Sep 9, 2013 - Chinese solar equipment maker Hanwha SolarOne Co Ltd (NASDAQ:HSOL) saw its preliminary second-quarter 2013 net loss contract to CNY 166 million (USD 27m/EUR 20.6m) from CNY 266.7 million a year ago.
The result included a gain of CNY 47.2 million on foreign exchange effects and from the change in fair value of derivatives in hedging activities, against a loss of CNY 34.3 million previously. During the period, Hanwha SolarOne posted positive operating cash flow of CNY 494.8 million, versus cash outflow of CNY 335.5 million a year back.
Amid relatively stable average selling prices and thanks to better factory utilisation, lower expenses and improved revenues the company’s gross margin stood at 5.5% in April-June 2013. This compares to 2.6% in the preceding quarter and 6.3% in the second quarter of 2012.

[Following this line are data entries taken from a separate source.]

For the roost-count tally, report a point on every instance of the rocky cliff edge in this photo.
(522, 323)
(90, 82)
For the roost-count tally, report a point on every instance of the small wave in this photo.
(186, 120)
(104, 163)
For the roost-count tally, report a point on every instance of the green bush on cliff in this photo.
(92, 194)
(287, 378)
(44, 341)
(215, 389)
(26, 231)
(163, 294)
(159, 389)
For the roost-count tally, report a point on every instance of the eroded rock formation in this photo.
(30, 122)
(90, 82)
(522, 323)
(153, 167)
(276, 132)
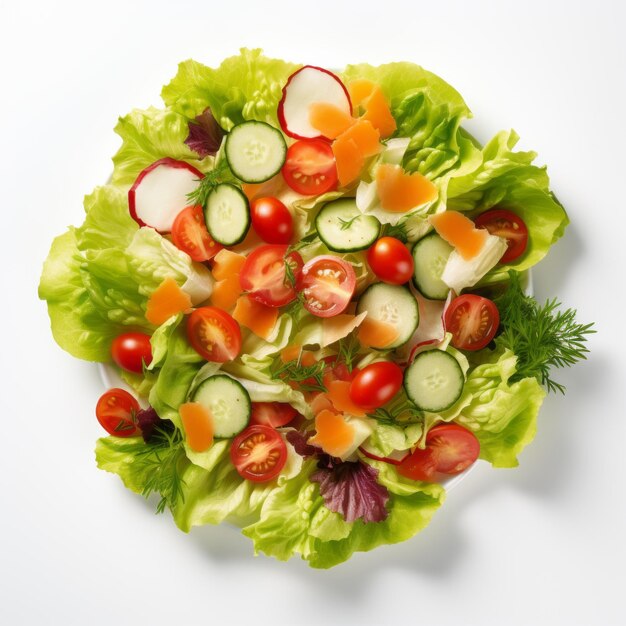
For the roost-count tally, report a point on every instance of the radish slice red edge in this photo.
(392, 460)
(160, 191)
(308, 85)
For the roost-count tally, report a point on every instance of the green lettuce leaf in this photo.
(398, 80)
(503, 416)
(148, 136)
(254, 375)
(247, 86)
(507, 179)
(215, 492)
(294, 519)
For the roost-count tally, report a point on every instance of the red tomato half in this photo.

Revenues for the reporting period hit CNY 1.18 billion, growing by 10.4% year-on-year and by 6.3% quarter-on-quarter. One of the main reasons was a rise in photovoltaic (PV) module shipments to 321.2 MW from 230.7 MW a year before and from 289.1 MW in the first quarter of 2013. Hanwha SolarOne chairman and chief executive Ki-Joon Hong said that the manufacturing module services business with Hanwha Q CELLS in Germany should see higher volumes in the second half of 2013.
Japan accounted for 34% of the company’s revenues in the second quarter of 2013, while South Africa brought 20%. Germany had a share of 12%. Hong noted that Hanwha SolarOne was working to further expand its footprint in emerging markets such as South America, the Middle East and Southeast Asia.
Hanwha expects third-quarter 2013 shipments of 300 MW to 325 MW. For the full year the company guided for module shipments of 1.2 GW-1.4 GW.
At the end of June the company had CNY 1.42 billion in cash and cash equivalents and CNY 884.2 million net working capital. Its short-term bank borrowings amounted to CNY 1.18 billion, while total long-term debt was CNY 3.68 billion.